I'm trying to set up a for loop to print all data from a database table that starts with a certain letter. For example, let's say from all the usernames in the database, I only want to print every username starting with the letter "b". My end result I want to achieve is something along the lines of this:
A
adam
angel
apple
B
ball
bear
blue
C
car
cell
chris
#
0wen
1uis
3than
.,_
.apple.
,car,
_jeff_
I want to be able to print all usernames under the corresponding character in which they start with. I have the starting characters under heading tags, so all I really need is to print the usernames under them. I figured running a simple for loop under each heading tag that filters that data would do the trick, but I for the life of me can't figure out how to go about doing it. This my code so far (I know this will print every user in the table):
require_once 'important/connect.php';
$query = $link->prepare('select distinct usr from info order by usr');
$query->execute();
$users = $query->fetchAll(PDO::FETCH_OBJ);
foreach ($users as $user)
{
print "<center><a href=\"log.php?id={$user->usr}\" onclick=\"return popUp(this.href)\">{$user->usr}</a></center>";
}
This code above is merely to show what I'm working with. I'm shooting to keep each username to print as a url as well, so when their username is clicked, it will display more information in a seperate pop up window, however I already have that working. Anyway, how would I implement this or is the way I wanna go about it not possible?

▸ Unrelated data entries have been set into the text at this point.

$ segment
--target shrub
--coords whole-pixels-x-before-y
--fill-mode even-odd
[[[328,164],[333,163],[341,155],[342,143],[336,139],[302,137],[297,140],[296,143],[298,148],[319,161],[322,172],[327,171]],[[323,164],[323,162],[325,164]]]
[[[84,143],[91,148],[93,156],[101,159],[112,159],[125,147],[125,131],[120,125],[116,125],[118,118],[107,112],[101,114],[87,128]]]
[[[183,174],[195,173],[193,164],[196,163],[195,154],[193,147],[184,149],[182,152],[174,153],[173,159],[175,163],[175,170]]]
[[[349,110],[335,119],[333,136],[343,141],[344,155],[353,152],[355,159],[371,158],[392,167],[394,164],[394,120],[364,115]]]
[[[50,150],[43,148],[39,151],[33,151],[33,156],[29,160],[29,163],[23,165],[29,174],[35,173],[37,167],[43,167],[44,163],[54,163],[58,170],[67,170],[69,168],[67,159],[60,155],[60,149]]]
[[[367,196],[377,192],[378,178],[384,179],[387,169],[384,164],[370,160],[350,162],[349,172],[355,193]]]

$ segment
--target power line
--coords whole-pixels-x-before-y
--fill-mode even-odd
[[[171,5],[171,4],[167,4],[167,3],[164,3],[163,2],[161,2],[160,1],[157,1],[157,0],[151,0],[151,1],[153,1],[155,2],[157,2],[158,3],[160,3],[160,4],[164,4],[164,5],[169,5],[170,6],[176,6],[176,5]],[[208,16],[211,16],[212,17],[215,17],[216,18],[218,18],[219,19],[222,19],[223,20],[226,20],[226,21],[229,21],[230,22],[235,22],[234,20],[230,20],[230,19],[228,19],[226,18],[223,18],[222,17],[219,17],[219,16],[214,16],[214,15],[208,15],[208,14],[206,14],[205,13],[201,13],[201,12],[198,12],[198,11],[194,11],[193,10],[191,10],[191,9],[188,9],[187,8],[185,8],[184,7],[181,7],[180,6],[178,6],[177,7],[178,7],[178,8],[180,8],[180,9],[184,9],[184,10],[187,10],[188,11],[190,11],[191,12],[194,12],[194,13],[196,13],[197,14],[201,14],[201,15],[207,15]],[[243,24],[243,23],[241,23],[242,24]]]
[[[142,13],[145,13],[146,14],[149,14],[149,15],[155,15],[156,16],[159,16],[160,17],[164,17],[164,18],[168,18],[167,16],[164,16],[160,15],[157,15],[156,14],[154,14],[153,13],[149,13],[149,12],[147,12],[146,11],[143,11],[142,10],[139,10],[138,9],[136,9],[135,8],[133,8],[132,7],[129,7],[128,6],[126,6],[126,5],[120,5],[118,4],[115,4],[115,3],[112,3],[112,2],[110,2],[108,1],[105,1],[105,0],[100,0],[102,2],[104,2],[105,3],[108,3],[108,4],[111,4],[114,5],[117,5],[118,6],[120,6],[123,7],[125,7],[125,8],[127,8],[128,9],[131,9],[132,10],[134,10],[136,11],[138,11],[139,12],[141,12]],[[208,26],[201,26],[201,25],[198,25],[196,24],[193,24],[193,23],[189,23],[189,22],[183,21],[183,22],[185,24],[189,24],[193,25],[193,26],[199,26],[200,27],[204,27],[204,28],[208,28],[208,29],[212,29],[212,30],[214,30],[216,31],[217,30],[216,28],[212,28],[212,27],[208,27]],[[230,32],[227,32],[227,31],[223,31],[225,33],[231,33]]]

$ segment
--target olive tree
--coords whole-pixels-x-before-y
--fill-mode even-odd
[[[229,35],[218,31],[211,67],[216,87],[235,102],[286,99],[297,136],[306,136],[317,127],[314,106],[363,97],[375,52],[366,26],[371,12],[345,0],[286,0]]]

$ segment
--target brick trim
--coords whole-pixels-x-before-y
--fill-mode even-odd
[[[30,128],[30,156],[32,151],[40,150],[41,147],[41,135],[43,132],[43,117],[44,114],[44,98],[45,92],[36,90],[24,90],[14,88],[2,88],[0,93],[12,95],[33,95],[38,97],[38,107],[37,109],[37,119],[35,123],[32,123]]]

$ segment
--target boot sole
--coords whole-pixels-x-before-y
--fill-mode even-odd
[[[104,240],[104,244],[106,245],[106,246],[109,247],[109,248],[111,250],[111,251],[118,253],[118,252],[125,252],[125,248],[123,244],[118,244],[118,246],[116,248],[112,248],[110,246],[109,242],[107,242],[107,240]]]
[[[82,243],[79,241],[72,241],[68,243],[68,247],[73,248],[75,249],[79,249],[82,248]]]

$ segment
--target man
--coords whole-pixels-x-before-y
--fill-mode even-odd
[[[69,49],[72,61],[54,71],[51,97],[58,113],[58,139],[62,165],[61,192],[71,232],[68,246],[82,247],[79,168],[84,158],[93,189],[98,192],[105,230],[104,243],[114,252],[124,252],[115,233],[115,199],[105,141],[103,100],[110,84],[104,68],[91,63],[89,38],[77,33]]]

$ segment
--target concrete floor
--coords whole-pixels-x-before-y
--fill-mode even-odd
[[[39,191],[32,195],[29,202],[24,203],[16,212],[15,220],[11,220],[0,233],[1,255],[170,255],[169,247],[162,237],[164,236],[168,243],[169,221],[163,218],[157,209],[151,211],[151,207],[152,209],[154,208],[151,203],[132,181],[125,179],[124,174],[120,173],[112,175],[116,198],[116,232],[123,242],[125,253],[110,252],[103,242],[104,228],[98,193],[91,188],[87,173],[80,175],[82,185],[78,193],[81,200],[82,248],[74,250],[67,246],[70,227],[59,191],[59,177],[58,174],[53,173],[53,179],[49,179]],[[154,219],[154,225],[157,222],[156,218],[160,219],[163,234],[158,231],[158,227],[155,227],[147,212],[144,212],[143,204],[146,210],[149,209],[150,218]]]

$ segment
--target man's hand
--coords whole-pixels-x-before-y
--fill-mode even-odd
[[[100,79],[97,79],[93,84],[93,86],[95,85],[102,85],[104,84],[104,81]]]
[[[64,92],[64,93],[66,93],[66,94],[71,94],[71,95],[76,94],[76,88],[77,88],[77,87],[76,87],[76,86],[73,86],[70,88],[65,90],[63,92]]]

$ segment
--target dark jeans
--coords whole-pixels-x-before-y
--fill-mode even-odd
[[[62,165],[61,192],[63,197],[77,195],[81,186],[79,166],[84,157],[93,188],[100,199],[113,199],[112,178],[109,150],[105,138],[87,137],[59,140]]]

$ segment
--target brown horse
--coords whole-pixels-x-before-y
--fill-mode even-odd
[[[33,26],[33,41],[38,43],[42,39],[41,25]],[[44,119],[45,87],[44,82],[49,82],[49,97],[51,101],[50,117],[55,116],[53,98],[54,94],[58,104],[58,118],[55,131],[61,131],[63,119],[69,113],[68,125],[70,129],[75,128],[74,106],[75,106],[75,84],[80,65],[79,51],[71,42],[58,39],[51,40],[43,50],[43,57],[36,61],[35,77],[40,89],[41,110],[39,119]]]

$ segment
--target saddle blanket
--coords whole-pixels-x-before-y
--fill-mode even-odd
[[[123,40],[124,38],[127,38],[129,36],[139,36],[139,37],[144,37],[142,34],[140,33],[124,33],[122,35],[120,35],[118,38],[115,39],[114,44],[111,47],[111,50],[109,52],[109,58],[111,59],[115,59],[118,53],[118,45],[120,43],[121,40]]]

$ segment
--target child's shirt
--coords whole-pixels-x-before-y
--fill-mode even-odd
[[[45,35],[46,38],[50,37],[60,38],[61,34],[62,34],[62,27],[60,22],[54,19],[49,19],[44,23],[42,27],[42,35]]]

As Lelio Faieta pointed out, looping through the user list over and over again might be bad for performance. However, querying the database over and over again might also be bad.
So I would suggest getting the users just once, and getting them in the right order:
SELECT usr FROM info ORDER BY usr GROUP BY usr
Then loop through them, and keep track of what starting letter you're on:
$oldLetter = '';
$newLetter = '';
foreach ($users as $user)
{
$newLetter = strtoupper(substr($user->usr, 0, 1));
if($oldLetter != $newLetter)
{
//We are on a new letter.
//Print a heading for all letters between the old one and the new one.
foreach(range(++$oldLetter, $newLetter) as $letter)
print '<h2>' . $letter . '</h2>';
$oldLetter = $newLetter;
}
//Print the user, as before.
print "<center><a href=\"log.php?id={$user->usr}\" onclick=\"return popUp(this.href)\">{$user->usr}</a></center>";
}
This will not take care of the last group (titled #
in your example) for you. To do that, you will need to check whether the first character is a letter in the SQL and sort on that somehow.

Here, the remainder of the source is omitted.